April 2008, Volume 9, Number 4
Getting Results: A Professional Development Course for
Community College Educators
How do you help adjunct faculty prepare for the classroom and engage students in their own learning process? Wish there was a flexible, reasonably priced system to support your faculty development program? Great news—there is!
Getting Results is a new online course designed for part-time, adjunct, and new or experienced faculty in two- and four-year colleges—particularly those teaching science, technology, engineering, and mathematics. Available for no charge, Getting Results is a six-module “teaching 101” course on how to work with postsecondary students in community colleges. It is available online 24/7, can be used for independent study, integrated into an existing program of face-to-face faculty development, and used with Blackboard or WebCT, as well as other course management systems.
Getting Results works!
Faculty members participating in an independent evaluation conducted at 13 community colleges across the United States found using Getting Results overwhelmingly positive. Dr. Jim Johnson, Dean of Engineering Technologies at Nashville State Community College reports, “We have been using Getting Results the last two years—it is an excellent tool that gets to the heart of effective teaching.

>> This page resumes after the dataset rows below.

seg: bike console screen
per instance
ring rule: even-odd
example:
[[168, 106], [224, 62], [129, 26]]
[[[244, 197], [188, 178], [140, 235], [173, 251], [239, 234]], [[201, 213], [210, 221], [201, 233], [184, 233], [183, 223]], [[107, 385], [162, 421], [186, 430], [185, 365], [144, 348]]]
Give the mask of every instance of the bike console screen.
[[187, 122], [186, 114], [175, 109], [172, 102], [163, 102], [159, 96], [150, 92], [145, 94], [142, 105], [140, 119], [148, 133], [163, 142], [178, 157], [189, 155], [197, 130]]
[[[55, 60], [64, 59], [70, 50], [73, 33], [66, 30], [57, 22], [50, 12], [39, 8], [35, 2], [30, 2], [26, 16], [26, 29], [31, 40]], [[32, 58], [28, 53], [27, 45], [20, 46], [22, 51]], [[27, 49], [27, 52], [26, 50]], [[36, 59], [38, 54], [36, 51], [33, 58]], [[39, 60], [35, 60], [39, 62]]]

Recently, one instructor told me she completely revised the way she teaches her courses in Technical Chemistry based on the information learned in the Getting Results classes and is receiving excellent results.”
The course is available free of charge from The League for Innovation in the Community College—a CD-ROM version that does not require internet access is also available for $29.
Getting Results was funded by the National Science Foundation Advanced Technological Education Division (ATE) program in the Division of Undergraduate Education under grant number 0402430 and produced by WGBH Educational Foundation in association with the League for Innovation in the Community College. Getting Results draws on research about best practices in adult learning. It was piloted at 13 community and technical colleges, and the Community College Survey of Student Engagement (CCSSE) at the University of Texas at Austin conducted a formative and summative evaluation.